How about some pics for us?


----------



## Sparky617

Pretty much as described.  The cracked image is from below, the other is from the top.


http://s225.photobucket.com/user/Sparky6176/slideshow/Treadmill base


----------



## slownsteady

I wonder what kind of finish you need on the board to prevent wear on the belt. Waxed? I know they sometimes recommend silicone spray, but I would think you need to have a durable finish for that to work.


----------



## Sparky617

slownsteady said:


> I wonder what kind of finish you need on the board to prevent wear on the belt. Waxed? I know they sometimes recommend silicone spray, but I would think you need to have a durable finish for that to work.



That is why I was proposing covering it with laminate.  The original has melamine. I had thought about using a piece of post-form countertop and cutting the backsplash and front edge off, but I'm not sure I could get 22.5" out of it, and it would be particle board instead of plywood.  

I wonder what they use in commercial treadmills?  Thicker particle board or plywood?  They take more of pounding in a day than most home treadmills take in a week.


----------



## havasu

The reason I wanted to see pics is because I also have a treadmill, and with my fat arse, it has held up surprisingly well. I just took a pic and it appears to be either a steel or very hard plastic floor surface. Mine is a Nordic Track, FWIW.


----------



## oldognewtrick

I thought you were suppose to hang clothes on them and stick them in a corner. You mean I'm suppose to walk on them?

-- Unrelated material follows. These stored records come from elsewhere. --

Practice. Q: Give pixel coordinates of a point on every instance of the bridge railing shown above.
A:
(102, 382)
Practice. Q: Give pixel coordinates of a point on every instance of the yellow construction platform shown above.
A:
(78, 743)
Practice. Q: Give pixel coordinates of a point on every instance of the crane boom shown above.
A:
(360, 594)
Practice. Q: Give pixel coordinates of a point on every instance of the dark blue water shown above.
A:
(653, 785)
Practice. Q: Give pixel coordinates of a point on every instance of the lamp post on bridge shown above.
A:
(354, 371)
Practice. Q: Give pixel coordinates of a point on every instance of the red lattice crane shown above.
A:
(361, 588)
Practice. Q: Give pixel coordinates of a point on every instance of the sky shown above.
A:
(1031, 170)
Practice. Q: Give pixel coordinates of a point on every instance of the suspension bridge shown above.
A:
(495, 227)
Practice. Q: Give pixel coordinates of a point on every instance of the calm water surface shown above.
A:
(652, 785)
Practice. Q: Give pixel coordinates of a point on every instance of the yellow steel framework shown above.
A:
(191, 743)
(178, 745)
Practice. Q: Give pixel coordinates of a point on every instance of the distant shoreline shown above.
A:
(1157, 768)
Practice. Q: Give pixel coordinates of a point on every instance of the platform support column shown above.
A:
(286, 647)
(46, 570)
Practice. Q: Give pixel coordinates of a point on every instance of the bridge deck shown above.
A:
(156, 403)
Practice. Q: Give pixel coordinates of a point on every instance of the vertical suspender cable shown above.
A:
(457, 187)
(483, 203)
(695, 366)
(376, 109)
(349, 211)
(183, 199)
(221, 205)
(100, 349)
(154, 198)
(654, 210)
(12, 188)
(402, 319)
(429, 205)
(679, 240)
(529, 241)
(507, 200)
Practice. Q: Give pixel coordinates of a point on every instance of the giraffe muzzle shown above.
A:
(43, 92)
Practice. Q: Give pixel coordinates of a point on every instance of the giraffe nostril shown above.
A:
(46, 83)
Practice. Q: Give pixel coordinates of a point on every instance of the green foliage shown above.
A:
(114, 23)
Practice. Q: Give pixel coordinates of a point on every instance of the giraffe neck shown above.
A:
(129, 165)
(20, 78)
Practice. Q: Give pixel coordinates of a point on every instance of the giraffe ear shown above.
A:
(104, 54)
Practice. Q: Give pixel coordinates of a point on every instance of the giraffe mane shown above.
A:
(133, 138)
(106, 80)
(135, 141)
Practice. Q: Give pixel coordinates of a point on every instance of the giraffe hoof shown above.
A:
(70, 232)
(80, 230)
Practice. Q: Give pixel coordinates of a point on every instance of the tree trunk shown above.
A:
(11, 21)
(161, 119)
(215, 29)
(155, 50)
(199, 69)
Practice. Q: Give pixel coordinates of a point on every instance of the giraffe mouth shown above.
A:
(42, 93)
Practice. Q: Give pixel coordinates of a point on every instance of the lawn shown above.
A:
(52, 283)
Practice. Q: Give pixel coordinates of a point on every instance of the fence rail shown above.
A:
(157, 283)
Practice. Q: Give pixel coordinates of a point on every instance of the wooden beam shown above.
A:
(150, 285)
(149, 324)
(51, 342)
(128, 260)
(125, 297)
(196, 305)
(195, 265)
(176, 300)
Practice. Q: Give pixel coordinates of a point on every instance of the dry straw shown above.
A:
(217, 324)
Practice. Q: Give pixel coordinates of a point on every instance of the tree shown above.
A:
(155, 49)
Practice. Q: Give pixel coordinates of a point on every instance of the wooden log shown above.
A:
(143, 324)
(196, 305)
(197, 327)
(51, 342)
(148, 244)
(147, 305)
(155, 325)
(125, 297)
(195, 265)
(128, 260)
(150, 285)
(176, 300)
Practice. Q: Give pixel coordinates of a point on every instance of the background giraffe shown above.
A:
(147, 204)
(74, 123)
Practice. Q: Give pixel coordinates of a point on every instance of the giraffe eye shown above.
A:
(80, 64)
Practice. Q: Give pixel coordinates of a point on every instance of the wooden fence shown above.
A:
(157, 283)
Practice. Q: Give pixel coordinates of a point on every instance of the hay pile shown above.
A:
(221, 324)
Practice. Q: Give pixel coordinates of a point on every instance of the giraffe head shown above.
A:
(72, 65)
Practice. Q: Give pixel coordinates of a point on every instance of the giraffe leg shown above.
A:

Lesson learned today.


----------



## Sparky617

It is definitely particle board.  I suspect the commercial ones use something other than particle board or much thicker particle board.  Nordic Track's stuff is usually pretty solid stuff.  My FIL gave me this one when his wife couldn't use it anymore due to back issues.  She had to go to something with no impact like a stationary bike or elliptical trainer.  It isn't a high-end treadmill.

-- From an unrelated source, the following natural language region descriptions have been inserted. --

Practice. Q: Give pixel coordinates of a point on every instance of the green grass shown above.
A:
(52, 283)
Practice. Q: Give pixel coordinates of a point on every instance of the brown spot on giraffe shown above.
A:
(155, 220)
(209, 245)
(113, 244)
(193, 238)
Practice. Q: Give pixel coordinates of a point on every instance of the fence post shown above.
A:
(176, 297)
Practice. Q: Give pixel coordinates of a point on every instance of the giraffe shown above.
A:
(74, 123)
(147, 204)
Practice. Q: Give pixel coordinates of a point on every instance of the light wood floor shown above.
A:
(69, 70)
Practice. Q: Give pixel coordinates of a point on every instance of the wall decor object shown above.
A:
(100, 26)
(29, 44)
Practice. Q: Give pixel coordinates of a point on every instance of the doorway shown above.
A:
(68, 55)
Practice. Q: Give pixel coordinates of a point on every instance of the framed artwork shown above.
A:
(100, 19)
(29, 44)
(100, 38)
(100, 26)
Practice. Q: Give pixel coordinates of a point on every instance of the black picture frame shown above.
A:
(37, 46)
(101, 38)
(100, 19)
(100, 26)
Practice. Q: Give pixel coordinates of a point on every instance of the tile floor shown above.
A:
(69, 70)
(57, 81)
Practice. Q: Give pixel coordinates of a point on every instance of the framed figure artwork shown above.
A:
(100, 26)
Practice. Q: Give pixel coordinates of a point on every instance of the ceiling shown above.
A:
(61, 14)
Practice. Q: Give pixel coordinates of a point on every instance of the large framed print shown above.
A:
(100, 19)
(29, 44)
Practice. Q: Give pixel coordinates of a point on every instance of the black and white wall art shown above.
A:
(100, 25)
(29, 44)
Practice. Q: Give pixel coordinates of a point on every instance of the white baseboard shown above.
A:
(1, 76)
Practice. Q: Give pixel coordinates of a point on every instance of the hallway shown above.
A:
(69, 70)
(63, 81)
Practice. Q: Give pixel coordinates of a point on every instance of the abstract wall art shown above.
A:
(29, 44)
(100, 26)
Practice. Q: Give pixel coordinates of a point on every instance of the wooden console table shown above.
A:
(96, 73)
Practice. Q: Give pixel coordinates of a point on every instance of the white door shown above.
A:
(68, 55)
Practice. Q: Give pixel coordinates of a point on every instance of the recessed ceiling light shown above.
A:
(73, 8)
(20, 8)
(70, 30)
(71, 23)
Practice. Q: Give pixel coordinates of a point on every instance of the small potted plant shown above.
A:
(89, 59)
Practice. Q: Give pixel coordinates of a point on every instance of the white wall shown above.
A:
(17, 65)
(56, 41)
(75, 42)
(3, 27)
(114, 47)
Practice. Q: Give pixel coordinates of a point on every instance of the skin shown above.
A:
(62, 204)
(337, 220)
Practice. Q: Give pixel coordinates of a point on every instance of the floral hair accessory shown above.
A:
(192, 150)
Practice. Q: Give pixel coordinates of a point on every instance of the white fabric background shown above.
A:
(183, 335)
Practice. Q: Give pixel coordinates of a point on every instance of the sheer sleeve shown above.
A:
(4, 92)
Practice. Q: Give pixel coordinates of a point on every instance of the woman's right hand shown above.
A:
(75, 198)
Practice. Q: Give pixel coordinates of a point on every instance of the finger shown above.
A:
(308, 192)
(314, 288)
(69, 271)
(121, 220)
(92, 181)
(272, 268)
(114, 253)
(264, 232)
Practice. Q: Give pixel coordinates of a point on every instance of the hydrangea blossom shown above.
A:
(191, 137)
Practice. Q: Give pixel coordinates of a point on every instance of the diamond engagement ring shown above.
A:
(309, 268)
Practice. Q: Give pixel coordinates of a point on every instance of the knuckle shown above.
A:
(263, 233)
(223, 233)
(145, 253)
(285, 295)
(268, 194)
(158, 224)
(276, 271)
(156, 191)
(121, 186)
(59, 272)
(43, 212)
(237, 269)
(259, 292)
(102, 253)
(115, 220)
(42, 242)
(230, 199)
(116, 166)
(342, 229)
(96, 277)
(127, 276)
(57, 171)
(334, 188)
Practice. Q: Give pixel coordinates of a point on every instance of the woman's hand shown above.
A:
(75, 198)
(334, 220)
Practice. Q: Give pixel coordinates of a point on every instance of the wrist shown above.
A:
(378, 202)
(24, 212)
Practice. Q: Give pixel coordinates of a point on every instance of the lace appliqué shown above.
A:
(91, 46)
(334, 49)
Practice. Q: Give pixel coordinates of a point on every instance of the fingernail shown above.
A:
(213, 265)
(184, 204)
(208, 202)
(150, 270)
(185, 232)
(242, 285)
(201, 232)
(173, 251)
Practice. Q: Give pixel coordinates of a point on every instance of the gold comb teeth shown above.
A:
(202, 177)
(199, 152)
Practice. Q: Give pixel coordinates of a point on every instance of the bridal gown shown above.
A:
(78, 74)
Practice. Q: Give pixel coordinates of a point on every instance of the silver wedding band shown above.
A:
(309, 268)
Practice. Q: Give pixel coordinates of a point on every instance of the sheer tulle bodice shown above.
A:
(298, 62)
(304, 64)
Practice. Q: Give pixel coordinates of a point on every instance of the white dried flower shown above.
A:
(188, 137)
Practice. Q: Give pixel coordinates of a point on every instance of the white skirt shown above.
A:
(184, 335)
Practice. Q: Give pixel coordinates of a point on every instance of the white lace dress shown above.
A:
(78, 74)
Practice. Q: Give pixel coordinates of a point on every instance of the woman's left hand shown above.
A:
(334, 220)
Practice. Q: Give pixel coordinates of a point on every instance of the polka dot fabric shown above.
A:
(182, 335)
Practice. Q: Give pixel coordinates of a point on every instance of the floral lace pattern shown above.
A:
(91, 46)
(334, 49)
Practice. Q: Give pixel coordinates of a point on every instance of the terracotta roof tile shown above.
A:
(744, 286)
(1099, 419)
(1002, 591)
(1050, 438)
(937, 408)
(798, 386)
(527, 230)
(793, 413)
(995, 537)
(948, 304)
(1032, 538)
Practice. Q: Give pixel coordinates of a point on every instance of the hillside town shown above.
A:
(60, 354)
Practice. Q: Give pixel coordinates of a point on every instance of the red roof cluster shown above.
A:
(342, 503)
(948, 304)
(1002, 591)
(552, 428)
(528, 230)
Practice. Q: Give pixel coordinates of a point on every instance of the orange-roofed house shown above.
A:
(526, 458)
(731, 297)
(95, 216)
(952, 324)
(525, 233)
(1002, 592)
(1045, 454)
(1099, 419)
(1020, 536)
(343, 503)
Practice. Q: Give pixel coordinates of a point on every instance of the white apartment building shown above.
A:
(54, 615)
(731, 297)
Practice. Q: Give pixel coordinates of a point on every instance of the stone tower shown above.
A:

Being thrifty I want to get as many years out of it as possible.  I think with a plywood based covered with laminate it should last a few more years at a relatively low cost to repair.  Certainly less than I'd spend on a replacement, though I prefer outdoor activities.  I'm thinking of moving it to my home office so I can walk while on conference calls.


----------



## Sparky617

Looking at the cost of laminate versus FRP (fiberglass reinforced panel) I may use the FRP.  It is half the price of the in-stock laminates at Lowe's.


----------



## nealtw

Plywood with textured Arborite,


----------



## Sparky617

I ventured out into the cold and ice last night to the local Lowe's store and wandered about looking for solutions.  I wound up using 3/4" birch plywood, handily cut into a 2x4 panel and a piece of "markerboard wainscotting" it is masonite with a dry erase coating on it.  The whole set up is a bit thicker than the original particle board but it doesn't appear to interfere with the belt.

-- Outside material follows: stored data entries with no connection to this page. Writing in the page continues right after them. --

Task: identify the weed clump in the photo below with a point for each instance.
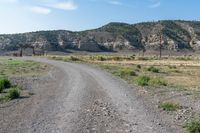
(193, 126)
(153, 69)
(169, 106)
(4, 84)
(13, 93)
(139, 66)
(157, 82)
(72, 58)
(142, 80)
(126, 72)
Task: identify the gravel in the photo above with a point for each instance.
(77, 98)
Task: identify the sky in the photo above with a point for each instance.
(18, 16)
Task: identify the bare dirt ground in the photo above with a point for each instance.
(77, 98)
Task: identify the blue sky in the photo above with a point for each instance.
(19, 16)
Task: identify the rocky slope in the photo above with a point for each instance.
(176, 35)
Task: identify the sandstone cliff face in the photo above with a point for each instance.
(176, 35)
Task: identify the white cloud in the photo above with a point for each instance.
(69, 5)
(9, 1)
(114, 2)
(157, 4)
(40, 10)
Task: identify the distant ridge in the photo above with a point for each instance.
(176, 35)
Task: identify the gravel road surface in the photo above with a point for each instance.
(78, 98)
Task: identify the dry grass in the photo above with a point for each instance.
(181, 71)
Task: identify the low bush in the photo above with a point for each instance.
(126, 72)
(101, 58)
(13, 93)
(169, 106)
(72, 58)
(142, 80)
(193, 126)
(157, 82)
(4, 84)
(153, 69)
(139, 66)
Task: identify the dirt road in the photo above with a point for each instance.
(81, 99)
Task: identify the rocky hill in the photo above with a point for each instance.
(176, 35)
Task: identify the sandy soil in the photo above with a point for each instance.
(77, 98)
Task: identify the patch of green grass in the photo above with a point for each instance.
(139, 66)
(125, 72)
(193, 126)
(4, 84)
(142, 80)
(169, 106)
(157, 82)
(16, 67)
(13, 93)
(153, 69)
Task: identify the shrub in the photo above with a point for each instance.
(101, 58)
(142, 80)
(172, 67)
(72, 58)
(139, 66)
(157, 82)
(13, 93)
(193, 126)
(116, 58)
(126, 72)
(4, 84)
(153, 69)
(169, 106)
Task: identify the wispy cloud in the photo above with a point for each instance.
(40, 10)
(69, 5)
(155, 3)
(115, 2)
(9, 1)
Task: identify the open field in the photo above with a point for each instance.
(173, 81)
(13, 72)
(179, 72)
(14, 67)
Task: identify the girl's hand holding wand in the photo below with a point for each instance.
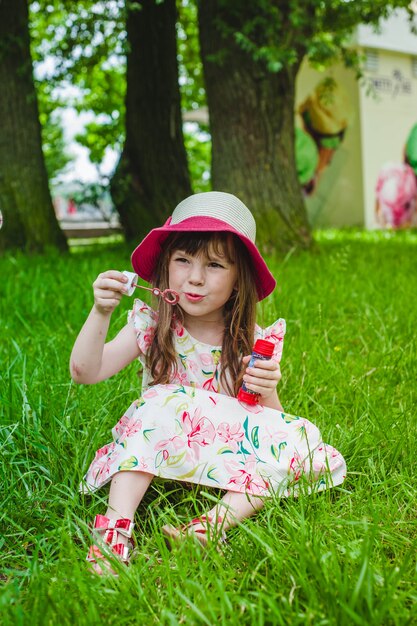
(263, 379)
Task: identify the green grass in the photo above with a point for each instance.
(347, 556)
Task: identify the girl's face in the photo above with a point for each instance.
(204, 281)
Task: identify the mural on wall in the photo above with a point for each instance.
(396, 189)
(324, 116)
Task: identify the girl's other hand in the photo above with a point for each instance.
(109, 287)
(262, 378)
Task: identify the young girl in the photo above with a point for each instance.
(188, 424)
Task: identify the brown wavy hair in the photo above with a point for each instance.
(239, 311)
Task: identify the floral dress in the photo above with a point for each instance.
(192, 431)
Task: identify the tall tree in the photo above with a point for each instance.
(25, 201)
(152, 174)
(251, 53)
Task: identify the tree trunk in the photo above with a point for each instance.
(152, 174)
(252, 128)
(25, 202)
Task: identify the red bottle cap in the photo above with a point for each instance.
(249, 398)
(264, 347)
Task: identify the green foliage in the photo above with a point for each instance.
(279, 34)
(344, 557)
(54, 147)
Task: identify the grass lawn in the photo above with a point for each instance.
(346, 556)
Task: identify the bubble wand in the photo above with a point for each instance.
(170, 296)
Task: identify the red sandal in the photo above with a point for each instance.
(204, 536)
(106, 532)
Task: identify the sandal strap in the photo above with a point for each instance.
(120, 550)
(124, 526)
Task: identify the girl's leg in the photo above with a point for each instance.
(126, 492)
(233, 508)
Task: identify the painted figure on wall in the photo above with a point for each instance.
(325, 116)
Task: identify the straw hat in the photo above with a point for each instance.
(212, 211)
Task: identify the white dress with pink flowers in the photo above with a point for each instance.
(191, 430)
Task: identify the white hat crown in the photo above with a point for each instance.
(218, 205)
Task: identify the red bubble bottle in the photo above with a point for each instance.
(261, 351)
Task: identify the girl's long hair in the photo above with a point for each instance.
(239, 311)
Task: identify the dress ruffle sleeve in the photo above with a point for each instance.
(144, 320)
(274, 333)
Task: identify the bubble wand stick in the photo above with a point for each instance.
(170, 296)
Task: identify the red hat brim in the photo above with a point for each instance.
(145, 256)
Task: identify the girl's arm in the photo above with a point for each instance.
(263, 379)
(92, 360)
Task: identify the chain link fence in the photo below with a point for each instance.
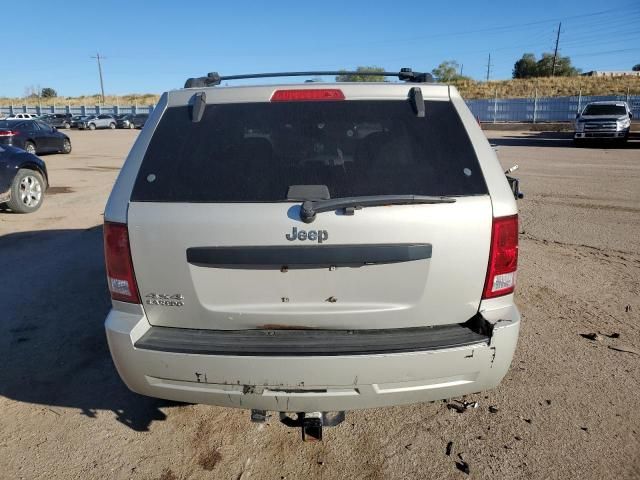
(534, 109)
(541, 109)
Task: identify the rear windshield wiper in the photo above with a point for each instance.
(311, 207)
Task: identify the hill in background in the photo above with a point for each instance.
(470, 89)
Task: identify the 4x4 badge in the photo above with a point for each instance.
(165, 299)
(313, 235)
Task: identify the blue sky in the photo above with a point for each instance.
(154, 46)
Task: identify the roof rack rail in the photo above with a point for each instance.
(213, 78)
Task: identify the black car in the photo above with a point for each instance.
(23, 180)
(58, 120)
(33, 136)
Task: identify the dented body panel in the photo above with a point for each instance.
(313, 383)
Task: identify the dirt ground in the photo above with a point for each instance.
(569, 407)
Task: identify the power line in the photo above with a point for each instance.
(555, 52)
(98, 57)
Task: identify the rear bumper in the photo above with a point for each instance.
(305, 383)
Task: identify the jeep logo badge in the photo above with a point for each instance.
(313, 235)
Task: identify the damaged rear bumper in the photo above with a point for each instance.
(321, 381)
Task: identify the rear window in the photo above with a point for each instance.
(253, 152)
(616, 110)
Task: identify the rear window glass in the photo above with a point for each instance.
(253, 152)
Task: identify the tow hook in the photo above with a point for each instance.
(310, 423)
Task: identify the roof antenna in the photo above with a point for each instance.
(415, 95)
(198, 106)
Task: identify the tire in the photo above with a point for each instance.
(30, 147)
(27, 191)
(66, 146)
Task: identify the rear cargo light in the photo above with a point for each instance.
(117, 254)
(503, 257)
(307, 95)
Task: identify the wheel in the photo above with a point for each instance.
(66, 146)
(27, 191)
(30, 147)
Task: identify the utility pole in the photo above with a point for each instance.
(488, 67)
(98, 57)
(555, 52)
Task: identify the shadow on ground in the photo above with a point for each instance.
(558, 140)
(53, 348)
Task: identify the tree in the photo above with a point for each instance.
(48, 93)
(362, 78)
(563, 66)
(526, 67)
(447, 71)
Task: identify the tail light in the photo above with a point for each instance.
(307, 95)
(117, 254)
(503, 257)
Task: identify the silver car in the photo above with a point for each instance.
(94, 122)
(603, 120)
(311, 248)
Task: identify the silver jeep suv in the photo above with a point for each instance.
(311, 248)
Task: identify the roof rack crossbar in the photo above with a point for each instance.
(213, 78)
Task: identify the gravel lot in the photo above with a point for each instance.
(569, 408)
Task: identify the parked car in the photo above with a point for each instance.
(33, 136)
(23, 180)
(603, 120)
(140, 119)
(78, 118)
(97, 121)
(125, 120)
(22, 116)
(58, 120)
(131, 120)
(317, 248)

I set out to check out a piece of post form countertop that was on clearance per the website.  6' piece for $11, but I couldn't find the one piece they were supposed to have in stock.  I would have been able to get enough width out of the post form stuff, but I think I would have needed to reinforce it on the bottom.  Based on my experience with the original particle board base I don't think it would have lasted for the life of the other components.  I have it back together now, with the exception of the trim pieces.  The total cost of the project was $40.  I used contact cement to glue the masonite panel to the plywood.  

I'm not familiar with textured Arborite.  I would think anything with much of a texture on it would cause premature wear on the walking/running belt.  After I posted I see that Arborite is another name for laminate.  Two main brands here are Wilsonart and Formica.


----------



## Sparky617

I did some web searching today and found a replacement deck from the manufacturer.  $126 plus shipping!  That is some expensive quarter sheet of particle board.  Given that the original broke with my running on it, I think I made the right call in making my own replacement.  The deck replacement was fully 1/4 of the cost of a new one of the same model.


----------



## slownsteady

If you can remember to, update in a few months and let us know how well it stands up. I would be curious.


----------



## Sparky617

slownsteady said:


> If you can remember to, update in a few months and let us know how well it stands up. I would be curious.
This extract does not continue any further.